Partial deletion of the cloned rfb gene of Escherichia coli O9 results in synthesis of a new O-antigenic lipopolysaccharide

The rfb gene, involved in the synthesis of the O-specific polysaccharide (a mannose homopolymer) of Escherichia coli O9 lipopolysaccharide (LPS), was cloned in E. coli K-12 strains. The O9-specific polysaccharide covalently linked to the R core of K-12 was extracted from the K-12 strains harboring the O9 rfb gene. All the other genes required for the synthesis of rfe-dependent LPS are therefore considered to be present in the K-12 strains. It was found that bacteria harboring some clones with deletions of the ca. 20-kilobase-pair (kbp) BglII-StuI fragment no longer synthesized the O9-specific polysaccharide.
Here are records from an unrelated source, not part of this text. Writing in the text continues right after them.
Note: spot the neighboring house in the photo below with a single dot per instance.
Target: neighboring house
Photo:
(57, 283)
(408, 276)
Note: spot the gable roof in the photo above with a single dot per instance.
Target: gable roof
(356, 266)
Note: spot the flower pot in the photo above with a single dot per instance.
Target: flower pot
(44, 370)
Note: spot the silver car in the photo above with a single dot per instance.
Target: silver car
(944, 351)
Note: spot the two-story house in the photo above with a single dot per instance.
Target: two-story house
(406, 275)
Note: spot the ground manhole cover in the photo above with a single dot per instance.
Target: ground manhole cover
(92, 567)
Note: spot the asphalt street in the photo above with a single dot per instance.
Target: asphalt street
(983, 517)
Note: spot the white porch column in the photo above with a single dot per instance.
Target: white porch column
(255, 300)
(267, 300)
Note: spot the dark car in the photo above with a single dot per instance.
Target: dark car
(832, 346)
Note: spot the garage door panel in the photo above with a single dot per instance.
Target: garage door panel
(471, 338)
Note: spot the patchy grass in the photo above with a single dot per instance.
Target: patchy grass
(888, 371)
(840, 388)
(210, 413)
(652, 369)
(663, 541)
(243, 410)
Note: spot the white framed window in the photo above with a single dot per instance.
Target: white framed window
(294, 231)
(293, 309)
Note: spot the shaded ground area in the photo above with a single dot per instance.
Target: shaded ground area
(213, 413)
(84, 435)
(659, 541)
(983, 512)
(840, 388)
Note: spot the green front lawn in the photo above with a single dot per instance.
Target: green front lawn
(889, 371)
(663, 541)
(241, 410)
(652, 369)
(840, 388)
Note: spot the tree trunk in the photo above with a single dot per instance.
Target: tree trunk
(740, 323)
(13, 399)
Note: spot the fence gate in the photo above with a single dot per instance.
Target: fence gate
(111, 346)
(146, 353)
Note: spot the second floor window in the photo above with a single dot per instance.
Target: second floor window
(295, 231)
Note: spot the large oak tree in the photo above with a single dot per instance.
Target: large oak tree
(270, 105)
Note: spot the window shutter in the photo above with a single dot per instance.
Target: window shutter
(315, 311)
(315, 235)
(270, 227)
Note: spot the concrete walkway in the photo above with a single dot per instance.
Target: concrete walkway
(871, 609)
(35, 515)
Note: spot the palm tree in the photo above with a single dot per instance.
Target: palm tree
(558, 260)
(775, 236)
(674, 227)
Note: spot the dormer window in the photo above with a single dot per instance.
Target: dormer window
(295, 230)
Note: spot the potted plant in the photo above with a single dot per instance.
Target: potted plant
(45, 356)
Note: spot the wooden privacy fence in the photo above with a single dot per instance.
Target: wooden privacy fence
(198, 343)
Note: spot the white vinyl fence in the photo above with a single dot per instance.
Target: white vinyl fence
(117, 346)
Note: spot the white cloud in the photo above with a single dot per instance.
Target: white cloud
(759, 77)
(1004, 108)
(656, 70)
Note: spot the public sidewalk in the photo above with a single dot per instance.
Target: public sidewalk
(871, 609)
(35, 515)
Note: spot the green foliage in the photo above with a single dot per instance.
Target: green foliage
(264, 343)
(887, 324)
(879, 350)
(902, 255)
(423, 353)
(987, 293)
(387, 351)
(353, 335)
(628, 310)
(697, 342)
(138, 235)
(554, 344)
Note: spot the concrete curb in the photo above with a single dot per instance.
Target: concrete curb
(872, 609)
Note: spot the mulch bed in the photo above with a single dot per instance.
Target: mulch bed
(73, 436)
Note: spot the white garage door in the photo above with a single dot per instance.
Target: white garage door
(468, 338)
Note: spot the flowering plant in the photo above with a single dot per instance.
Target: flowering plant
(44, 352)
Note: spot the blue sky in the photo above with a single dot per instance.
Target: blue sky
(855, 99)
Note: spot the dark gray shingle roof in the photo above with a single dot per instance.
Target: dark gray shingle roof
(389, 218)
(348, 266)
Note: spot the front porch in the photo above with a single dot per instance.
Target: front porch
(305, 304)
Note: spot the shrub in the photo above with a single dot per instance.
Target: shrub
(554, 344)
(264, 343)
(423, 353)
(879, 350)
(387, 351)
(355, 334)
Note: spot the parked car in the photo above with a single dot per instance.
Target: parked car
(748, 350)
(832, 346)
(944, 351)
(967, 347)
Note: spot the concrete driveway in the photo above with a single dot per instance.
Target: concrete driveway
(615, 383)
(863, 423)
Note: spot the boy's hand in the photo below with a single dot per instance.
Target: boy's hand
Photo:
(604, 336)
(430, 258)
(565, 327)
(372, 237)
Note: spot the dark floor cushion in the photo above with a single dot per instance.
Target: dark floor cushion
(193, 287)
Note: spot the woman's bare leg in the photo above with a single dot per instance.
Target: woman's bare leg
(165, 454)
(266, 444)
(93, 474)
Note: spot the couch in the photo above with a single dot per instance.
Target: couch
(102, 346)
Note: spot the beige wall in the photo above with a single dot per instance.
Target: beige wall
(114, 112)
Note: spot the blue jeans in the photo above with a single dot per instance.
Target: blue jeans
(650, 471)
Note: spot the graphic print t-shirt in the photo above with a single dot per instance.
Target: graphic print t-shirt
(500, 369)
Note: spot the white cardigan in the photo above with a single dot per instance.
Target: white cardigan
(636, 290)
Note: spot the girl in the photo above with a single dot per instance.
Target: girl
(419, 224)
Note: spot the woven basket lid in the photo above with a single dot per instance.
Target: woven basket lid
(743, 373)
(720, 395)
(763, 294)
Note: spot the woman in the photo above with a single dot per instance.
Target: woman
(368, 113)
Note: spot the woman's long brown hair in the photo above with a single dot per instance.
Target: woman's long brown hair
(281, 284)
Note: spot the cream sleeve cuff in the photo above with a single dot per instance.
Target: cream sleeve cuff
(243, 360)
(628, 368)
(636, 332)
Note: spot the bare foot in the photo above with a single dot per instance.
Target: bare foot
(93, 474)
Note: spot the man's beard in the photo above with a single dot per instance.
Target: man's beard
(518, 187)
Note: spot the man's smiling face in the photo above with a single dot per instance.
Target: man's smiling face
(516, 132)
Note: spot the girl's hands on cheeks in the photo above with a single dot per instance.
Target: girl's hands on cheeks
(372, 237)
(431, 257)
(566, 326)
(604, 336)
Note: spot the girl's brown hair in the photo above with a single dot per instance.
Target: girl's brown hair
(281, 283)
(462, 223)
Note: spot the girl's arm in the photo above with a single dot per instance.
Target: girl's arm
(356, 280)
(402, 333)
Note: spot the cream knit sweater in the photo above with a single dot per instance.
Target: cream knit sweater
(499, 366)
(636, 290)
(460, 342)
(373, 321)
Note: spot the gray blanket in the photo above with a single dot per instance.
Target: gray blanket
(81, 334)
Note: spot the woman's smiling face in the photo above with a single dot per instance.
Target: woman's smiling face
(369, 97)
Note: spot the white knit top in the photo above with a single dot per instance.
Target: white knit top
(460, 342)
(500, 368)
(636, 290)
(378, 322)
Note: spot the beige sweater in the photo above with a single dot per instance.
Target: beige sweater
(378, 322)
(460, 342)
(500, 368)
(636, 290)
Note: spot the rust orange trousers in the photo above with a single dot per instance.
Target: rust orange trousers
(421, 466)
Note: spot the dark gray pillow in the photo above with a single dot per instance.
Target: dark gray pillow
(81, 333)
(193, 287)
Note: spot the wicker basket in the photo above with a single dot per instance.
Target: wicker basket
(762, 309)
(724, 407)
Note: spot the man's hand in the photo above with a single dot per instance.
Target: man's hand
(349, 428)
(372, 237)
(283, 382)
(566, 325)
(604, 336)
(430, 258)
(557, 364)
However, bacteria harboring clones del 21, del 22, and del 25, which carry deletions of the 10-kbp PstI-StuI fragment, synthesized an O-specific polysaccharide antigenically distinct from E. coli O9 LPS. Although this new O-specific polysaccharide consisted solely of mannose and the mannose residues were combined only through α-1,2 linkage, it was still composed of a repeating oligosaccharide unit, possibly a trisaccharide unit, →2)αMan-(1→2)αMan-(1→2)αMan-(1→. It is therefore likely that this new O-specific polysaccharide was derived from a part of the O9-specific polysaccharide →3)αMan-(1→3)αMan-(1→2)αMan-(1→2)αMan-(1→2)αMan-(1→ and that the deleted part of the clones was responsible for the synthesis of α-1,3 linkages of the O9-specific polysaccharide.